The “Georgia Tech to the Big Ten” rumor has apparently breathed its last, at least until 2027.

On Monday, ACC presidents completed a deal that would make such a move — any member school leaving for any conference — all but impossible with a “grant of rights” contract that not would not only financially hamper a departing school but also make it unappealing to other conferences.

“That’s a big deal,” Tech associate athletic director Wayne Hogan said of the agreement. “Huge.”

The contract was signed by the presidents of the 12 member schools — excluding Big Ten-bound Maryland — as well as Notre Dame, Pittsburgh and Syracuse, which join in July, and Louisville, which will join in 2014. By the contract’s terms, any school that leaves the ACC surrenders its claim on the ACC’s media rights money to the conference for the remainder of the contract.

For example, if the Big Ten were to consider adding Tech to start play in 2014, the ACC would continue to hold the school’s television rights and receive its revenue until the conference’s contract with ESPN ended in 2027. Such a move would be crippling to Tech’s budgeting and would render the school virtually worthless to the Big Ten as a property.

As an ACC member, Tech will receive $12.8 million in television money for the 2014 fiscal year, fees that escalate to $22.7 million by the end of the contract. The Big Ten, Big 12 and Pac-12 have similar grant of rights agreements in place, meaning the four leagues have essentially bound each other from poaching each other’s members.

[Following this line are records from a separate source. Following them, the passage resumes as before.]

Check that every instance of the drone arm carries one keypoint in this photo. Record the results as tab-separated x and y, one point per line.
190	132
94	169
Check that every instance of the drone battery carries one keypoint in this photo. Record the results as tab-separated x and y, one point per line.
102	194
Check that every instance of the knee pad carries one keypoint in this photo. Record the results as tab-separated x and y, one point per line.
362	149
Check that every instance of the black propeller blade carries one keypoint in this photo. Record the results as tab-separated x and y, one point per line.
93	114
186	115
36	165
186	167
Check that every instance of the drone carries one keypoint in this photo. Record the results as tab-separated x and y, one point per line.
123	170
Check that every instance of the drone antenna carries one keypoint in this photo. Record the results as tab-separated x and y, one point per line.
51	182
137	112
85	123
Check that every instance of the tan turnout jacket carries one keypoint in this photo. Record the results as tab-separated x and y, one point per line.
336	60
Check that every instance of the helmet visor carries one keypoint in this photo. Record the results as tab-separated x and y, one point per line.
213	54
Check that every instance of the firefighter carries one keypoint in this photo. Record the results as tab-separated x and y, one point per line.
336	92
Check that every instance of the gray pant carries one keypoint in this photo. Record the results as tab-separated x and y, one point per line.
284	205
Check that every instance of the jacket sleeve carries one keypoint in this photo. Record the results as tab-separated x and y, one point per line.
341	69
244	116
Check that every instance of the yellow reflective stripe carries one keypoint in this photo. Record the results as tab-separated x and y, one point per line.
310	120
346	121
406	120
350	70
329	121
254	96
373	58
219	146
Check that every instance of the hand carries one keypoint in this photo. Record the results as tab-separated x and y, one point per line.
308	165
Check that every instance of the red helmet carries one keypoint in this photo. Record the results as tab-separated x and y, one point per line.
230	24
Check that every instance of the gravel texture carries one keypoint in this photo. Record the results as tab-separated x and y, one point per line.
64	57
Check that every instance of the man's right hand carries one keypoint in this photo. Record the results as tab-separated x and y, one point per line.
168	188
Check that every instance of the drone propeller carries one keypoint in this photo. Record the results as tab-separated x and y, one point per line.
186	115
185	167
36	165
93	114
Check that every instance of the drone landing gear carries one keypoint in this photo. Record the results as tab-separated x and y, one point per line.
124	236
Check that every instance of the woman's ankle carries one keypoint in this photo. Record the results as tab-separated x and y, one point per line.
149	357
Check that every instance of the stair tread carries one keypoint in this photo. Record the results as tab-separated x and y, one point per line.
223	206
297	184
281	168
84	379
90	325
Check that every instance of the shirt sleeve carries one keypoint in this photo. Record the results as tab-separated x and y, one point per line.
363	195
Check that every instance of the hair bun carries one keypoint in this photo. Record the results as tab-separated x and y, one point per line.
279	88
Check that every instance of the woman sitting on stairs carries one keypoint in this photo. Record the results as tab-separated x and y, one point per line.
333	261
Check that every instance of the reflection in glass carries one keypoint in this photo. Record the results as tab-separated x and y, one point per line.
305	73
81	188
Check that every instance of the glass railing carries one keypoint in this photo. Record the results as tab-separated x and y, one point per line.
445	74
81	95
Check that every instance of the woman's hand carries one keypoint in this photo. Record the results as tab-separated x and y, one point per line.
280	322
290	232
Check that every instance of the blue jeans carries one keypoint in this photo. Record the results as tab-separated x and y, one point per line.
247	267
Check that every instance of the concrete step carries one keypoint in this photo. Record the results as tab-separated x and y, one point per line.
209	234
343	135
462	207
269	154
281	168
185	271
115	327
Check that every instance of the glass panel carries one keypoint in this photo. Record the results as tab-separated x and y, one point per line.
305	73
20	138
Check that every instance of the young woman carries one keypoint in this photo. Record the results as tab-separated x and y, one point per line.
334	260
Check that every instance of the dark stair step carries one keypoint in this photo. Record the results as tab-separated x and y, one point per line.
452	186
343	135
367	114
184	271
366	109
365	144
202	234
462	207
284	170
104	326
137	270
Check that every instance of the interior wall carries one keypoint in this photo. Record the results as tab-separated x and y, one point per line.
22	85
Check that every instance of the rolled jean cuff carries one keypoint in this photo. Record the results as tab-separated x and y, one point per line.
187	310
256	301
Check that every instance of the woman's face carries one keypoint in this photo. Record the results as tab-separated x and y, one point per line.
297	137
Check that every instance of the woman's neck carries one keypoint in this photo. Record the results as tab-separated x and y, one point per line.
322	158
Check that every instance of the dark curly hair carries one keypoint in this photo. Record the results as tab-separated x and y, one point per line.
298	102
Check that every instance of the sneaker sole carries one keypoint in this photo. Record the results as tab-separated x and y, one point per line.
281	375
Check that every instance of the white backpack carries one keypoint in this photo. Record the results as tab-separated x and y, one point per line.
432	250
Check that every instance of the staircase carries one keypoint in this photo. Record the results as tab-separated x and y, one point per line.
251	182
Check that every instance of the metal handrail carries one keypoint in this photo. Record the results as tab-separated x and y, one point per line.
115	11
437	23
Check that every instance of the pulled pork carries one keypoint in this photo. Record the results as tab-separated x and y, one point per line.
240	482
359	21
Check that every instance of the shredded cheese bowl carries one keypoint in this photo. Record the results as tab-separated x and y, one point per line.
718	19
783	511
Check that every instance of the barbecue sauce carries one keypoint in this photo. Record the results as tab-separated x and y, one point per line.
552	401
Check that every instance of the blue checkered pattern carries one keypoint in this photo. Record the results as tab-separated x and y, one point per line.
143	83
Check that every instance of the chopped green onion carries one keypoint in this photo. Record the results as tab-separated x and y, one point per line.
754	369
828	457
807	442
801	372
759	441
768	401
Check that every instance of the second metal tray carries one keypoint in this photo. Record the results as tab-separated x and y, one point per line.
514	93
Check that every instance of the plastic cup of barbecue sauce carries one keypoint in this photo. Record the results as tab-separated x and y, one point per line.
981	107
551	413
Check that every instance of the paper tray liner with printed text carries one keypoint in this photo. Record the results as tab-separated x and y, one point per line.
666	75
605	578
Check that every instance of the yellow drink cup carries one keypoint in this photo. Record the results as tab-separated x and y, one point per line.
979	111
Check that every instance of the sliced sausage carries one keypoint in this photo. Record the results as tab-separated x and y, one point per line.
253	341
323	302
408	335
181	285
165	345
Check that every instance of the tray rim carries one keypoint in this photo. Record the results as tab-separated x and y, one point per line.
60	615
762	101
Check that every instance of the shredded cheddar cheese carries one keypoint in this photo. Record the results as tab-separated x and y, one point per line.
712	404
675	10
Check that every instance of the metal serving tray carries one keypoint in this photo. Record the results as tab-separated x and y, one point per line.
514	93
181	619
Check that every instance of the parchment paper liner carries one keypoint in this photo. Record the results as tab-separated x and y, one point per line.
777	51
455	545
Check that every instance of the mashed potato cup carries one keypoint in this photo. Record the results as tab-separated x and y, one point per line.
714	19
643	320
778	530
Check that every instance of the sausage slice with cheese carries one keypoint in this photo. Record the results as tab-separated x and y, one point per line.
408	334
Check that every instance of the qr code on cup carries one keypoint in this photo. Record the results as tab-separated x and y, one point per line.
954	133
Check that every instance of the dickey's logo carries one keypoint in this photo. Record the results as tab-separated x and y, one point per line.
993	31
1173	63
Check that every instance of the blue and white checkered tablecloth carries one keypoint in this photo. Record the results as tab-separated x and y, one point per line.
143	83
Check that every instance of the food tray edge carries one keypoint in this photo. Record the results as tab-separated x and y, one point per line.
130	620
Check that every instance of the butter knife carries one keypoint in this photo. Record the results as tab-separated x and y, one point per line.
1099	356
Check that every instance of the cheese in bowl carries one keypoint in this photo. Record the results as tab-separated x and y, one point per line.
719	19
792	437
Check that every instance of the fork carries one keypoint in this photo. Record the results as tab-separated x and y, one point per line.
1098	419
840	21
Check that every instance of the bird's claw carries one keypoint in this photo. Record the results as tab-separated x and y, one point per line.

“That, in effect, stops the music,” Hogan said.

Despite repeated assertions by ACC school presidents and commissioner John Swofford that the schools were committed to the conference and each other, as well as increasing an exit fee to $50 million, the league has been hounded by speculation that the Big Ten and Big 12 would sign away, depending on the Twitter rumor of the day, North Carolina, Clemson, Florida State, Virginia Tech, Virginia and Tech. Losing Maryland to the Big Ten did not help quell the talk.

But the league now appears set at 15 schools. Notre Dame’s contract extension with NBC, which will run through the 2025 season, makes it all but a certainty that the Irish will remain a football independent at least that long. The school will be an ACC member for all sports but football and ice hockey starting in the 2013-14 academic year. It will play five games annually in football against ACC schools, including Tech in 2015.

“I think this was a chance to look at each other in the eye and really commit something that was long term and meaningful,” Hogan said. “I think it’s a great day for Georgia Tech and a great day for the ACC.”